CLI --var and --vars-file cover most parametric sweeps. But some workflows need computed config fields — a Bayesian hyperparameter optimizer that varies gpu_order based on prior results, or a CI gate that loads a YAML and asserts on the parsed structure. For those, build the spec in Python:

from runpod_deploy import load_job_spec, run_job, replace

spec = load_job_spec("configs/runpod/template.yaml")

# Computed config: vary gpu_order based on a Bayesian optimizer's
# current belief about which GPU class is most cost-effective.
recommended_gpu_class = bayesian_optimizer.suggest()
spec = replace(spec, pod=replace(spec.pod, gpu_order=(recommended_gpu_class,)))

run_job(spec, config_path="configs/runpod/template.yaml")

The *Spec dataclasses are frozen — use dataclasses.replace (or runpod_deploy.replace if re-exported) for mutation.
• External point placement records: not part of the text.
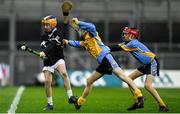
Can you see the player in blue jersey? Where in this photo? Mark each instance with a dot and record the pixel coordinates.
(148, 60)
(91, 41)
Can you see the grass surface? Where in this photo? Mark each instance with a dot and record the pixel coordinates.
(100, 100)
(6, 97)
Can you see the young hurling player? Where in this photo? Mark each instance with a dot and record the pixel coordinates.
(149, 64)
(52, 48)
(93, 44)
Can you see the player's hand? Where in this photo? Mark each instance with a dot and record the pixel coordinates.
(42, 54)
(74, 20)
(65, 42)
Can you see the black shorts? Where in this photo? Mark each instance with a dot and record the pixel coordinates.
(151, 68)
(107, 65)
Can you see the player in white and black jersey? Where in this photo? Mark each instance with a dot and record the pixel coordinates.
(52, 49)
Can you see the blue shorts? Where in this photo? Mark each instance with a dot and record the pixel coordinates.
(107, 65)
(151, 68)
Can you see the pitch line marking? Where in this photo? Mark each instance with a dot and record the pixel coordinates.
(16, 100)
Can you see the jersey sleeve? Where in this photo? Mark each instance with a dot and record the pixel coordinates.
(89, 27)
(75, 43)
(57, 40)
(129, 47)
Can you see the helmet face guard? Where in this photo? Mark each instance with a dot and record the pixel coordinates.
(129, 33)
(49, 23)
(80, 32)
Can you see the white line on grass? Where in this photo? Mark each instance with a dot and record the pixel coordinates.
(16, 100)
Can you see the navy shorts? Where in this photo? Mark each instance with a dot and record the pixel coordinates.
(151, 68)
(107, 64)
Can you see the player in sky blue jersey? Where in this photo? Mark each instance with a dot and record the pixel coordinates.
(91, 41)
(148, 60)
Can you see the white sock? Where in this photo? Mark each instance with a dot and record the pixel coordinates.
(50, 100)
(69, 93)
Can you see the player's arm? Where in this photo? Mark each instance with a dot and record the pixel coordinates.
(89, 27)
(122, 47)
(115, 47)
(73, 43)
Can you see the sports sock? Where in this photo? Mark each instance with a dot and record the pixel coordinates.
(81, 100)
(161, 103)
(50, 100)
(69, 93)
(135, 99)
(138, 93)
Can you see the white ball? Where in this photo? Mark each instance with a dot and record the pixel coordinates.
(23, 47)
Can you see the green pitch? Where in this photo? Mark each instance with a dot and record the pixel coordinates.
(104, 100)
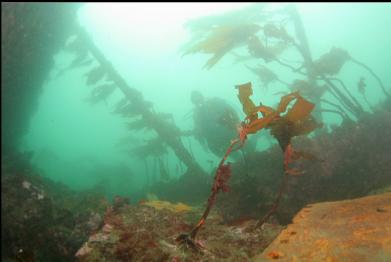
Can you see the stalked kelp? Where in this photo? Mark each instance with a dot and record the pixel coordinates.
(297, 121)
(274, 33)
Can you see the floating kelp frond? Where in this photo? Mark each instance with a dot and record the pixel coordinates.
(95, 75)
(176, 208)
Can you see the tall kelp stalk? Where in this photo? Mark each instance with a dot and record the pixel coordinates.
(31, 33)
(167, 131)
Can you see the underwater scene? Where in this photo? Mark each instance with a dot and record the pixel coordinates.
(195, 132)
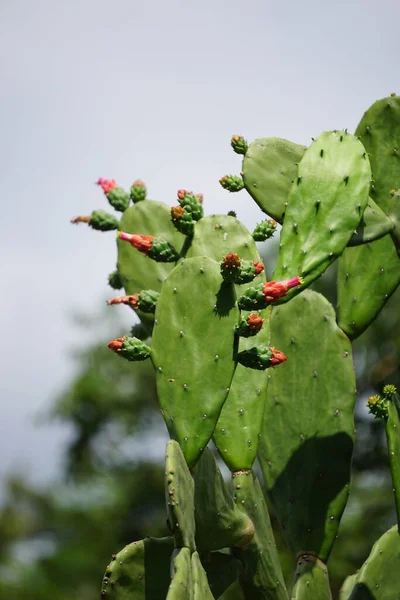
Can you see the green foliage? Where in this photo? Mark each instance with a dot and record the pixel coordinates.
(304, 419)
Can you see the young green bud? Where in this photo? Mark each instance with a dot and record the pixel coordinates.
(232, 183)
(239, 144)
(264, 230)
(138, 191)
(132, 349)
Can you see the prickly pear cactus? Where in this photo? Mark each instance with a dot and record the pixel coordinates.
(325, 206)
(261, 367)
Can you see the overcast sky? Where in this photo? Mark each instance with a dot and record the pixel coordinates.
(151, 90)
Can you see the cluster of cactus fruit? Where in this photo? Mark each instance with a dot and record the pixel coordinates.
(263, 369)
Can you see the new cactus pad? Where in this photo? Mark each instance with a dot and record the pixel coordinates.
(262, 368)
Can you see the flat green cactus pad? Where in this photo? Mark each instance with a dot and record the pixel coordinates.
(179, 494)
(371, 274)
(181, 587)
(325, 206)
(222, 570)
(311, 580)
(141, 571)
(262, 577)
(240, 421)
(201, 589)
(374, 224)
(307, 440)
(219, 523)
(347, 587)
(378, 578)
(137, 271)
(194, 351)
(234, 592)
(393, 440)
(269, 169)
(367, 276)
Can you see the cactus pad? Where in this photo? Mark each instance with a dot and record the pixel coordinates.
(269, 169)
(326, 204)
(193, 351)
(262, 577)
(179, 494)
(140, 570)
(306, 444)
(311, 580)
(378, 578)
(219, 523)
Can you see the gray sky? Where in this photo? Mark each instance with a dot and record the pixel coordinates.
(151, 90)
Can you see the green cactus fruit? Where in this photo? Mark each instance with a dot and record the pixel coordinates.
(378, 578)
(232, 183)
(132, 349)
(311, 581)
(141, 571)
(99, 220)
(138, 191)
(179, 494)
(222, 570)
(262, 576)
(378, 407)
(269, 169)
(218, 235)
(393, 440)
(181, 587)
(145, 301)
(264, 230)
(261, 358)
(374, 225)
(192, 203)
(157, 248)
(193, 351)
(239, 271)
(239, 144)
(347, 587)
(201, 589)
(325, 206)
(182, 220)
(119, 199)
(219, 523)
(307, 440)
(137, 272)
(114, 280)
(367, 276)
(103, 221)
(250, 326)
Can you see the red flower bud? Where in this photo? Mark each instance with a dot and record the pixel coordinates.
(143, 243)
(116, 344)
(129, 300)
(255, 322)
(107, 184)
(277, 357)
(231, 261)
(77, 220)
(182, 194)
(177, 212)
(277, 289)
(259, 267)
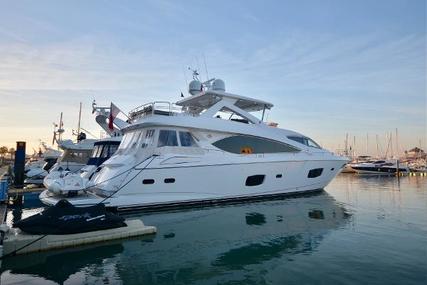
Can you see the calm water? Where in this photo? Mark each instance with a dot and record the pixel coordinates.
(359, 230)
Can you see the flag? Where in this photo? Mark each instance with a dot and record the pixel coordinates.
(114, 111)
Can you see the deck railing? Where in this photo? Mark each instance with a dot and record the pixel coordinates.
(155, 108)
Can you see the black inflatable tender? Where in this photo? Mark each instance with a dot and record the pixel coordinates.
(64, 218)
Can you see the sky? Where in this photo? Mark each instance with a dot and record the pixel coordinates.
(330, 68)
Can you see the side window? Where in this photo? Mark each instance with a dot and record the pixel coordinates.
(167, 138)
(242, 144)
(186, 139)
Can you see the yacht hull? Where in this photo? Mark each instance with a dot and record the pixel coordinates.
(209, 184)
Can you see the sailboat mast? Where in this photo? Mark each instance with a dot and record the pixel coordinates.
(60, 127)
(376, 140)
(346, 144)
(80, 118)
(397, 144)
(367, 143)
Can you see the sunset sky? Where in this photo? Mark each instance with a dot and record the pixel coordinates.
(329, 67)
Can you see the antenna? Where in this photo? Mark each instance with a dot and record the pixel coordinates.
(195, 73)
(80, 118)
(206, 67)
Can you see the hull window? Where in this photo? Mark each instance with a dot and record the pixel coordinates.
(148, 181)
(315, 173)
(235, 144)
(170, 180)
(255, 180)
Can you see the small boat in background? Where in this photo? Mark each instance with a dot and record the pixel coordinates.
(380, 167)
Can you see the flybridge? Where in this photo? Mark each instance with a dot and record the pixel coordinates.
(208, 98)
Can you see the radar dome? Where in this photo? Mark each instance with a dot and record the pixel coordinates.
(195, 87)
(218, 85)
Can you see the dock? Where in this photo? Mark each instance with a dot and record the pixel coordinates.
(17, 242)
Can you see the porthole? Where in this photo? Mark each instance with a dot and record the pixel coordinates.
(148, 181)
(254, 180)
(316, 172)
(170, 180)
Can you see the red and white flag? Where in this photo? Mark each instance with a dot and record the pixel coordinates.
(114, 111)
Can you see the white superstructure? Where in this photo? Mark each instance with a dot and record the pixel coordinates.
(208, 147)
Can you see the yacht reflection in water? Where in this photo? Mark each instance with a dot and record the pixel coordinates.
(236, 243)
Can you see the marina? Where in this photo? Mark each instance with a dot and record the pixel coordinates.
(359, 230)
(227, 142)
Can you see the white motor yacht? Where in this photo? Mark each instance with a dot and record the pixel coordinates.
(207, 148)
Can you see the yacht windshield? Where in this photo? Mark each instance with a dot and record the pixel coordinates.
(187, 139)
(167, 138)
(305, 141)
(79, 156)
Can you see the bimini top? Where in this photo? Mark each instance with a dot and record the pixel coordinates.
(208, 98)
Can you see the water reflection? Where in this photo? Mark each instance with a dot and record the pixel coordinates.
(199, 245)
(58, 266)
(255, 219)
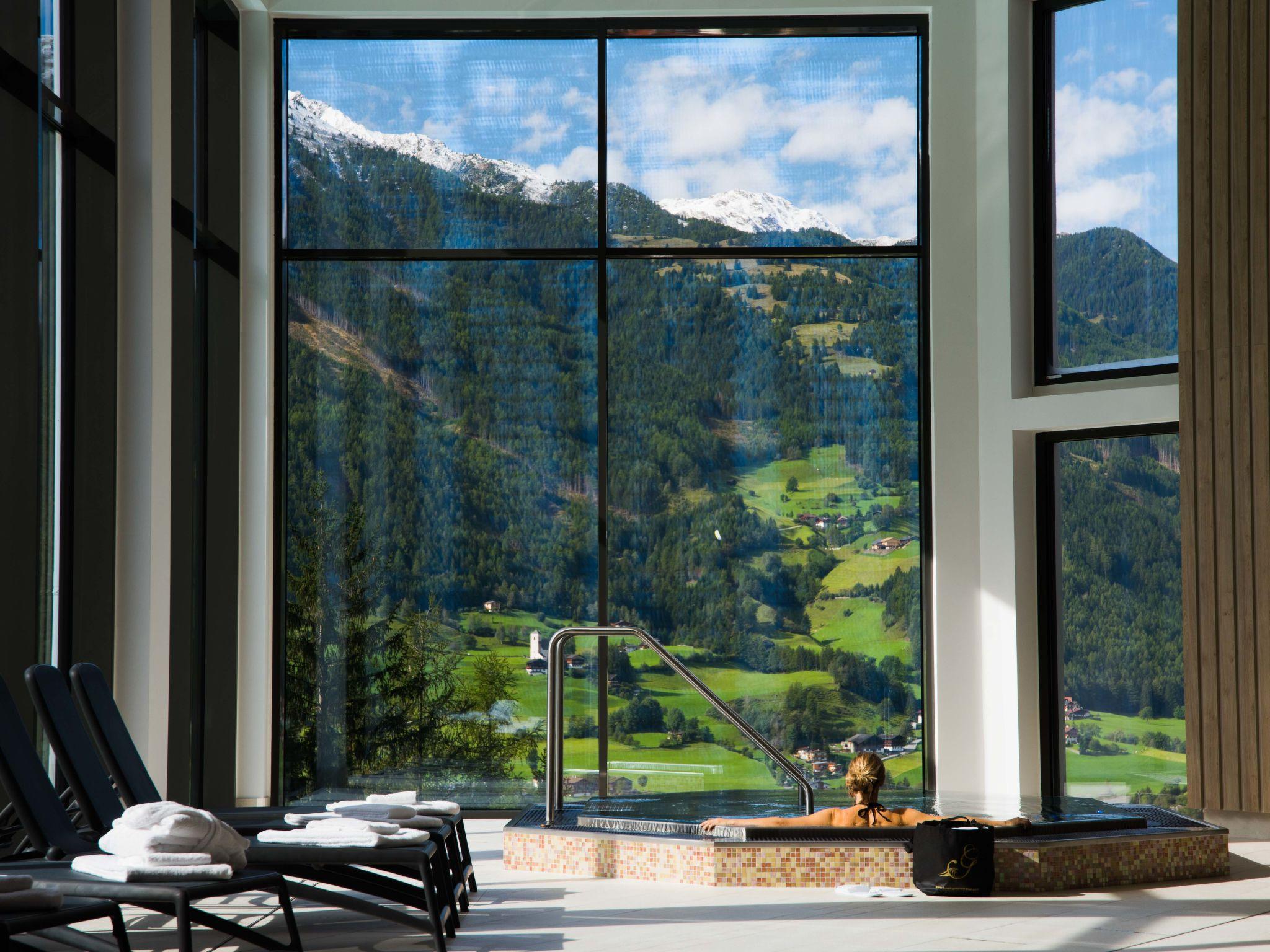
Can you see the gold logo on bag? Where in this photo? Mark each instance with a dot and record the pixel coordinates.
(959, 868)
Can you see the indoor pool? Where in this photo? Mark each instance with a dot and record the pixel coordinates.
(682, 813)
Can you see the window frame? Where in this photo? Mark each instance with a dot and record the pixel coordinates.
(598, 29)
(1046, 220)
(1049, 586)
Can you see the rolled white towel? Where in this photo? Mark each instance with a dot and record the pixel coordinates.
(31, 901)
(406, 796)
(308, 837)
(350, 823)
(362, 810)
(420, 823)
(123, 840)
(304, 819)
(436, 808)
(112, 867)
(167, 827)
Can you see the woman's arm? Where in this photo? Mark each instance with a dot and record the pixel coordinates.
(830, 816)
(911, 818)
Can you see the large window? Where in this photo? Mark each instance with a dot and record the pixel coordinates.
(1112, 616)
(1106, 188)
(695, 407)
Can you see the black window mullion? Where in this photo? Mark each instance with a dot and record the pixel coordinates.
(1046, 219)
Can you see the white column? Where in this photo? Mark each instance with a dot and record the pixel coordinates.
(957, 701)
(255, 415)
(144, 439)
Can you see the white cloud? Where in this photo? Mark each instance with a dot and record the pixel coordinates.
(575, 100)
(497, 95)
(579, 165)
(543, 133)
(1122, 82)
(446, 131)
(711, 175)
(618, 168)
(407, 112)
(882, 203)
(1165, 90)
(845, 130)
(695, 127)
(1101, 200)
(699, 126)
(1093, 130)
(1081, 55)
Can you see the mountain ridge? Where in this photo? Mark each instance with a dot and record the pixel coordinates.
(316, 125)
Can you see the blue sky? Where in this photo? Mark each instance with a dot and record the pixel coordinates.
(533, 100)
(827, 122)
(1117, 118)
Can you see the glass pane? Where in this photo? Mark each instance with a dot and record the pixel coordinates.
(441, 144)
(51, 386)
(765, 507)
(762, 141)
(1121, 620)
(1116, 150)
(441, 518)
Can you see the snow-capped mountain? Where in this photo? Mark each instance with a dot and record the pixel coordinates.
(324, 126)
(750, 211)
(321, 127)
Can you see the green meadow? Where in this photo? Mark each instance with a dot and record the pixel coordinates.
(826, 484)
(1135, 767)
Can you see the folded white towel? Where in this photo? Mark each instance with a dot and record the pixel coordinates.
(350, 823)
(31, 901)
(436, 808)
(14, 884)
(111, 867)
(362, 810)
(171, 828)
(406, 796)
(308, 837)
(420, 823)
(138, 862)
(303, 819)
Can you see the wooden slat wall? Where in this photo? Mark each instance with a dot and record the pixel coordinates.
(1223, 339)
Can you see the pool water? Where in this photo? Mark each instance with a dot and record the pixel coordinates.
(698, 806)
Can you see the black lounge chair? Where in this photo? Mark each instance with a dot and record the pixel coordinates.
(51, 833)
(135, 785)
(334, 866)
(55, 924)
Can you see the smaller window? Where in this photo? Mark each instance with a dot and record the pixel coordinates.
(1112, 633)
(1106, 188)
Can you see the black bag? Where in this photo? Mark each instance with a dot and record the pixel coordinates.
(953, 857)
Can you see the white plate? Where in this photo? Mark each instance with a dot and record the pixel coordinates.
(863, 890)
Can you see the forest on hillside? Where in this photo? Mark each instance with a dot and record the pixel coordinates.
(1122, 574)
(1117, 299)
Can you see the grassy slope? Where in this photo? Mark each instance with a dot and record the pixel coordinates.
(868, 568)
(1116, 775)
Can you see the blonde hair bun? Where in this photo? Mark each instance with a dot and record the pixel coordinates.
(866, 774)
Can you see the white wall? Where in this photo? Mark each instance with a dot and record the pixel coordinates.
(985, 408)
(255, 413)
(144, 408)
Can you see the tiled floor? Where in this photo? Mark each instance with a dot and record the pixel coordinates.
(540, 912)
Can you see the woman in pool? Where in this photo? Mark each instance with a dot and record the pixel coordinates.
(864, 780)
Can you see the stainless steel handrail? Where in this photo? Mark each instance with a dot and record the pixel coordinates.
(556, 711)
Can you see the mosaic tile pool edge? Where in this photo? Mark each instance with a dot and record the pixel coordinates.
(1028, 870)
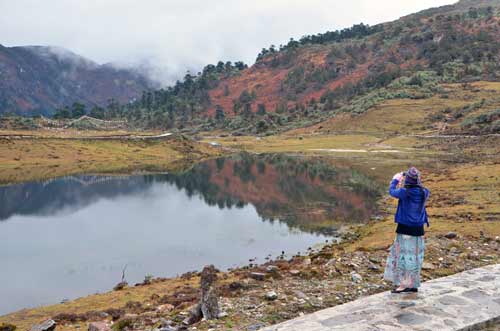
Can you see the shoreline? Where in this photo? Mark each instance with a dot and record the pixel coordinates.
(362, 251)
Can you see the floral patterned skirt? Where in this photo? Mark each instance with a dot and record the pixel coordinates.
(405, 261)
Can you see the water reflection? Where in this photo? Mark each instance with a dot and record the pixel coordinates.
(71, 236)
(309, 194)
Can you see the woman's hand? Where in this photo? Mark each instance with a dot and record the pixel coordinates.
(398, 176)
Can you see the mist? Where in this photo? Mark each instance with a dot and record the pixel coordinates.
(166, 38)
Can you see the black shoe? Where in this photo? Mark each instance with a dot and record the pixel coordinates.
(406, 290)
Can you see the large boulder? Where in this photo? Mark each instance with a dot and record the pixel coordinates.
(99, 326)
(48, 325)
(208, 307)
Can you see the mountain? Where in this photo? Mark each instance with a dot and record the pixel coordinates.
(38, 79)
(312, 79)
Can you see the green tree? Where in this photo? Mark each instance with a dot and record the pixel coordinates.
(261, 109)
(77, 110)
(62, 113)
(219, 113)
(97, 112)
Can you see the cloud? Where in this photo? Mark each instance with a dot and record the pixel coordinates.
(172, 36)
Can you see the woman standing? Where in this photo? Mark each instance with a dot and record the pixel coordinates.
(407, 252)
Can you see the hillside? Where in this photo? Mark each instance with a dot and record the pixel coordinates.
(37, 80)
(317, 77)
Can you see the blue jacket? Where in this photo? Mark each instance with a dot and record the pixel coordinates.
(411, 205)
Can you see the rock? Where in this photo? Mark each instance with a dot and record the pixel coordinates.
(234, 286)
(271, 296)
(255, 327)
(99, 326)
(450, 235)
(48, 325)
(330, 263)
(7, 327)
(165, 308)
(167, 328)
(257, 275)
(272, 268)
(356, 277)
(209, 300)
(222, 314)
(164, 322)
(301, 295)
(210, 304)
(194, 315)
(120, 286)
(428, 266)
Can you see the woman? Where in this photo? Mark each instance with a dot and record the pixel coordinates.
(407, 252)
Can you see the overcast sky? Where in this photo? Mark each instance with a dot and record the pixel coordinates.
(177, 35)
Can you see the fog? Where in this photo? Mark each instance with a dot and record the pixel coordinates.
(172, 36)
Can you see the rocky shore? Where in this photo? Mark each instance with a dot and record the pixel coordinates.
(252, 297)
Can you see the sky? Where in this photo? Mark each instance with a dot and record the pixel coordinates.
(174, 36)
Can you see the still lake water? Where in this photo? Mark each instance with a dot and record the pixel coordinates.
(71, 236)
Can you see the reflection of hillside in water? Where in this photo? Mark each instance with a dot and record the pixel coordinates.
(311, 195)
(66, 193)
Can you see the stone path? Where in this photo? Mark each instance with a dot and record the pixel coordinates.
(466, 301)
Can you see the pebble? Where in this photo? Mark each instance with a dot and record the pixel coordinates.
(257, 275)
(356, 277)
(271, 296)
(450, 235)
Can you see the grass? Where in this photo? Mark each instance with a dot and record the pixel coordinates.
(34, 159)
(464, 197)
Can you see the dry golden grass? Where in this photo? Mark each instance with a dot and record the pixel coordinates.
(30, 159)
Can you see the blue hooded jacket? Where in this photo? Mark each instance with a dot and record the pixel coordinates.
(411, 205)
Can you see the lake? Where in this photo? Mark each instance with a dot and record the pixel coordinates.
(72, 236)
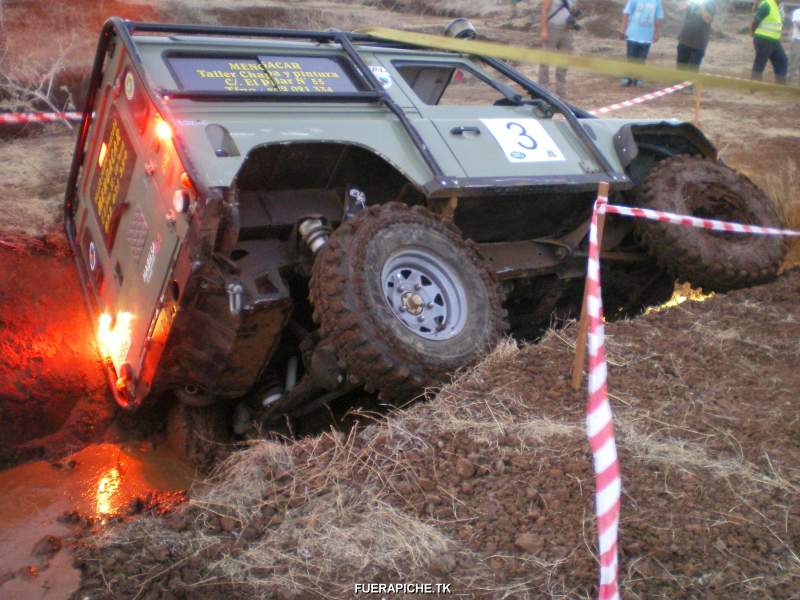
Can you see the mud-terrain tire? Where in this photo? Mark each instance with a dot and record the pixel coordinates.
(715, 261)
(199, 435)
(352, 285)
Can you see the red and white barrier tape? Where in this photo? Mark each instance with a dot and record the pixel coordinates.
(667, 217)
(38, 117)
(599, 419)
(645, 98)
(600, 424)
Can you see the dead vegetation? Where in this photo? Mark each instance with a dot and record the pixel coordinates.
(488, 485)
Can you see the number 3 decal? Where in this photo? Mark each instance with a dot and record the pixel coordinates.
(523, 133)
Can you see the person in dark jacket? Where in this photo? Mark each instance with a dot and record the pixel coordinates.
(695, 33)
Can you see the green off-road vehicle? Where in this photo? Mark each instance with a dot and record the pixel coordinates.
(279, 218)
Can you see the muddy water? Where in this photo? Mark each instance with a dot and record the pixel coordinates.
(99, 481)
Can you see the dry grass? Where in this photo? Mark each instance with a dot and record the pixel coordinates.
(486, 402)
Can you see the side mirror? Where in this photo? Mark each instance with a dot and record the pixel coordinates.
(461, 29)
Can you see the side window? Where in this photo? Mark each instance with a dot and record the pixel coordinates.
(440, 84)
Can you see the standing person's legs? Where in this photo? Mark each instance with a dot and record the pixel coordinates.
(696, 57)
(683, 56)
(544, 70)
(794, 61)
(641, 56)
(634, 54)
(565, 44)
(780, 62)
(763, 50)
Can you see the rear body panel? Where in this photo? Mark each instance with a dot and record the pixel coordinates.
(173, 126)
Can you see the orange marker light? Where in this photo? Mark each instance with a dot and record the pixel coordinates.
(115, 341)
(163, 129)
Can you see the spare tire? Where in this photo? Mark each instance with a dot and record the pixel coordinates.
(404, 299)
(715, 261)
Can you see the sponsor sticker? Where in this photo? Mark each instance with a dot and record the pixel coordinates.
(523, 140)
(92, 256)
(150, 261)
(130, 85)
(382, 75)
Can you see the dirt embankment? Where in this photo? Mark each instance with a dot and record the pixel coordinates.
(53, 392)
(488, 486)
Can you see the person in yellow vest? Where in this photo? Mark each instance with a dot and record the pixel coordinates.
(767, 28)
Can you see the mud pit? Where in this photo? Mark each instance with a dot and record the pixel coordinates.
(46, 507)
(488, 486)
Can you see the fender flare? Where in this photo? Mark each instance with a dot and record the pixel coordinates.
(667, 138)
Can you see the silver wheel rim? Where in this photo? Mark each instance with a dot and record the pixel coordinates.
(424, 293)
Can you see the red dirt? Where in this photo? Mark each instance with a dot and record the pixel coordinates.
(49, 368)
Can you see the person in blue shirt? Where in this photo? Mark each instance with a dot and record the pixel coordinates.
(641, 27)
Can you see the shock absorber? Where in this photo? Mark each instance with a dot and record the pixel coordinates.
(314, 233)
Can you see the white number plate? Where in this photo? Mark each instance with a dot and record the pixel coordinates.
(523, 140)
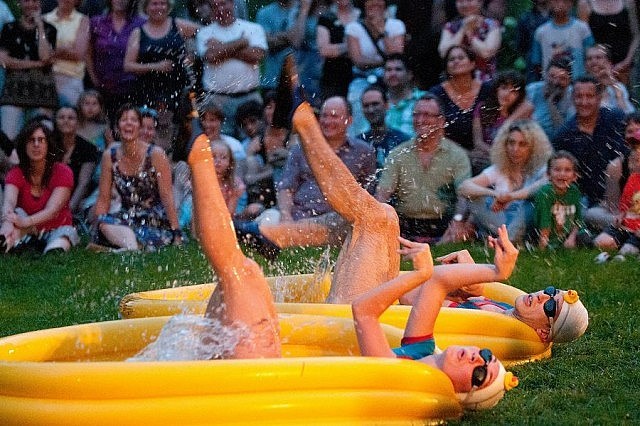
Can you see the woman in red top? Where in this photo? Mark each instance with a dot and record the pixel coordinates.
(37, 192)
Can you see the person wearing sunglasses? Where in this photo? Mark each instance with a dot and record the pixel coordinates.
(556, 315)
(478, 378)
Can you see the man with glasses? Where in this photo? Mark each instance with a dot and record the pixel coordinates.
(402, 93)
(421, 176)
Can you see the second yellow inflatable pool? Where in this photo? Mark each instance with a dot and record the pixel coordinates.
(78, 376)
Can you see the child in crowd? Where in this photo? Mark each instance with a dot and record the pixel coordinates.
(506, 96)
(625, 232)
(557, 204)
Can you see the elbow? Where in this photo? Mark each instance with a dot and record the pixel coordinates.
(358, 309)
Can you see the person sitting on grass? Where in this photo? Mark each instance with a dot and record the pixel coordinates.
(478, 378)
(243, 295)
(625, 231)
(555, 315)
(35, 209)
(558, 209)
(372, 228)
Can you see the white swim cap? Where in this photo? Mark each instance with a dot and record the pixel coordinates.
(487, 397)
(572, 320)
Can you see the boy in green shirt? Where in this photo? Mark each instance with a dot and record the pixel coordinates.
(557, 204)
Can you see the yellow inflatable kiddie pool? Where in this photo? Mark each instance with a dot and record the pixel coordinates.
(78, 376)
(510, 340)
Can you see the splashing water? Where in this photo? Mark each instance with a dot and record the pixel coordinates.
(191, 338)
(311, 291)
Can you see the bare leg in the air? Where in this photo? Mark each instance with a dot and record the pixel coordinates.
(369, 255)
(243, 295)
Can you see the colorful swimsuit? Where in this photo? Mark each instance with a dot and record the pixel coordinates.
(479, 303)
(416, 347)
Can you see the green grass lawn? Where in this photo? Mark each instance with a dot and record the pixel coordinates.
(595, 380)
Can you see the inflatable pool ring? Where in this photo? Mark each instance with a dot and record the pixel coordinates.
(512, 341)
(42, 381)
(302, 288)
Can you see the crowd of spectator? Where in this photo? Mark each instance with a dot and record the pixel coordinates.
(461, 114)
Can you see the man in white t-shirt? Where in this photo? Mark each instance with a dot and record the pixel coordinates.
(231, 50)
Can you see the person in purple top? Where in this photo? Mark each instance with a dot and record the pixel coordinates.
(105, 63)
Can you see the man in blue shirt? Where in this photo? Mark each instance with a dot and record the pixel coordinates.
(595, 136)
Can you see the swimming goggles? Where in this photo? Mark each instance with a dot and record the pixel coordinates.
(550, 306)
(479, 373)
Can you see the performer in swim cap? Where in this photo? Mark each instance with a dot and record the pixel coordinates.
(556, 315)
(478, 378)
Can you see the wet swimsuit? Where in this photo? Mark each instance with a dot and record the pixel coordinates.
(416, 347)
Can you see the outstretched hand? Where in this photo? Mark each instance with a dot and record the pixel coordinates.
(418, 253)
(506, 253)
3. You’re estimating cost before any pod is provisioned#

Dashboards, CI gates, or budget tools that want to predict spend without subprocess overhead can call the GraphQL pricing layer directly:

from runpod_deploy import fetch_gpu_prices, select_price_for_pod

prices = fetch_gpu_prices()  # cached for 1h
h100_secure = select_price_for_pod(
    prices, gpu_id="NVIDIA H100 80GB HBM3", cloud_type="SECURE", spot=False
)
print(f"H100 SECURE on-demand: ${h100_secure:.2f}/hr")

The CLI’s gpu-prices subcommand provides the same data; use it when you need a human-readable table. Use the Python API when you’re feeding the prices into further computation.

4. You’re embedding RunPod orchestration in a larger Python platform#

If you’re building a web UI (“Deploy to RunPod” button), a multi-cloud orchestrator that routes jobs to one of several backends, or a Jupyter notebook driving experiments interactively, run_job() is the right seam:

from runpod_deploy import load_job_spec, run_job

def deploy_user_job(yaml_path: Path) -> None:
    """One backend of a multi-cloud orchestrator's runpod adapter."""
    spec = load_job_spec(yaml_path)
    run_job(spec, config_path=yaml_path)  # raises on failure

This is the in-process equivalent of subprocess.run(["runpod-deploy", "run", "--config", str(yaml_path)]), with the advantages that (a) exceptions propagate as Python exceptions (catchable), (b) you can intercept telemetry events programmatically by patching the orchestrator, and (c) you avoid the subprocess fork.

Do NOT use the Python API for…#

In-process parallel sweeps#

The documented bash pattern in recipes/multi-config-sweep.md with wait -n semaphore is simpler than a Python equivalent and wins on observability (each shard’s stdout/stderr is naturally separated). Subprocess overhead is negligible vs. GPU runtime; you gain nothing from in-process parallelism.

Direct construction of PodConnection, RemoteRunner, or select_gpu_across_datacenters#

These are low-level orchestration plumbing surfaces. The orchestrator wraps them in run_job(). Consumers almost never need to call them directly; if you find yourself reaching for them, you’re probably re-implementing functionality run_job() already provides.

If you have a genuine use case for the low-level surfaces, file an issue describing the workflow — there may be a higher-level seam worth adding instead.

See also#

  • extending.md — the three-tier extension story (consumers / library users / contributors); §2 covers the same Python API surface in reference form.

  • recipes/python-api-for-forensics.md — worked example of use case #1 (multi-manifest forensics).

  • recipes/multi-config-sweep.md — the recommended CLI-and-bash pattern for parallel sweeps (why the Python API is NOT recommended here).